Suppose you have the first type of weight, but are not sure that your model incorporates all appropriate variables, interactions, and nonlinearities. You can check and improve your model using the following procedure (DuMouchel and Duncan 1983; see also Winship and Radbill 1994).

  1. Do not carry out a weighted analysis. Instead, include the weight variable as a regressor, and allow the weight variable to interact with all the other regressors in your model.
  2. If your model is correctly specified, then the weight variable and all its interactions will be insignificant.
  3. If the weight variable is significant, then your model probably omits an important variable. Consult the survey documentation to see what variables the weights are based on, and add those variables to your model.
  4. If the weight variable has a significant interaction, then your model probably omits an important interaction. For example, if weights are based on race and gender, and weights have a significant interaction with education, then your model probably needs an interaction between race and education, or between gender and education.
  5. Continue respecifying your model until none of the terms involving weight are significant. Then drop the weight terms and carry out an ordinary unweighted analysis.
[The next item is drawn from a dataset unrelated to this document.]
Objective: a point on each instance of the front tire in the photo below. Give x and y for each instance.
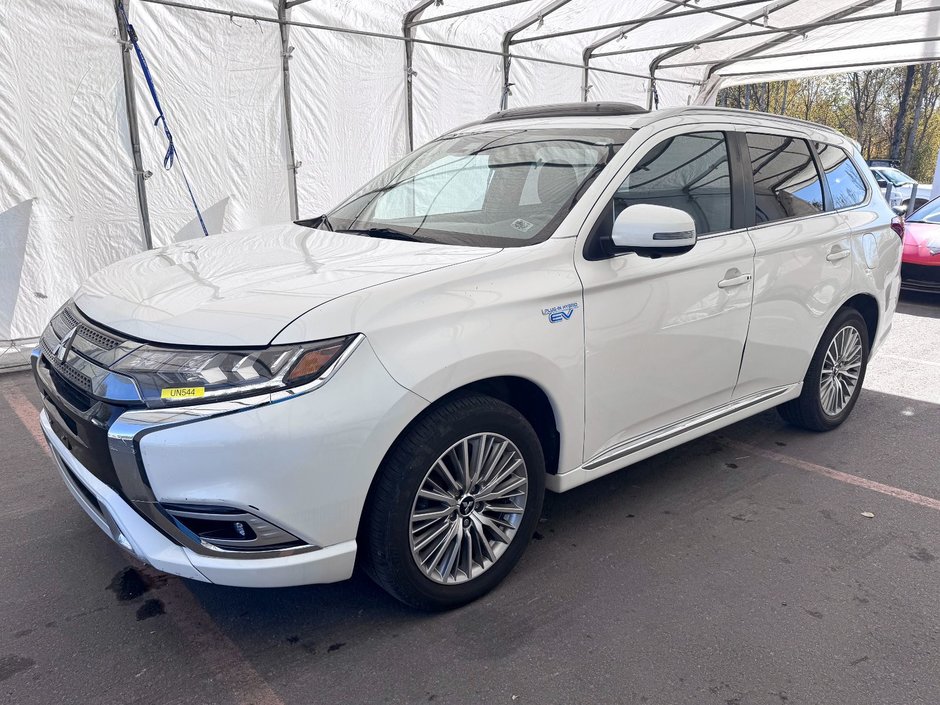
(455, 503)
(835, 375)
If you must use sampling weights, you should be aware that many software packages do not use weights properly in standard error calculations. Winship and Radbill (1994) found that incorrect standard-error formulas were used in the basic regression routines of SPSS, Systat, STATA, and SAS. The resulting biases were not easy to predict; the true standard errors could be smaller or larger than those reported. SAS and STATA now incorporate correct standard-error formulas into their respective SVYREG and SURVEYREG procedures, but SPSS still has not implemented the correct formula. (I don't know about Systat.) A common expedient is to use SPSS with the weights rescaled to have a mean of 1. This helps, but does not fully correct the problem.

The advice above applies not only to normal regression, but "also...to probit, logit, and other types of generalized linear models" (Winship and Radbill 1994).

References

Winship, Christopher, and Larry Radbill. 1994. "Sampling Weights and Regression Analysis." Sociological Methods and Research 23(2):230-257.

DuMouchel, William H., and Greg Duncan. 1983. "Using Sample Survey Weights in Multiple Regression Analyses of Stratified Samples." Journal of the American Statistical Association 78(383):535-542.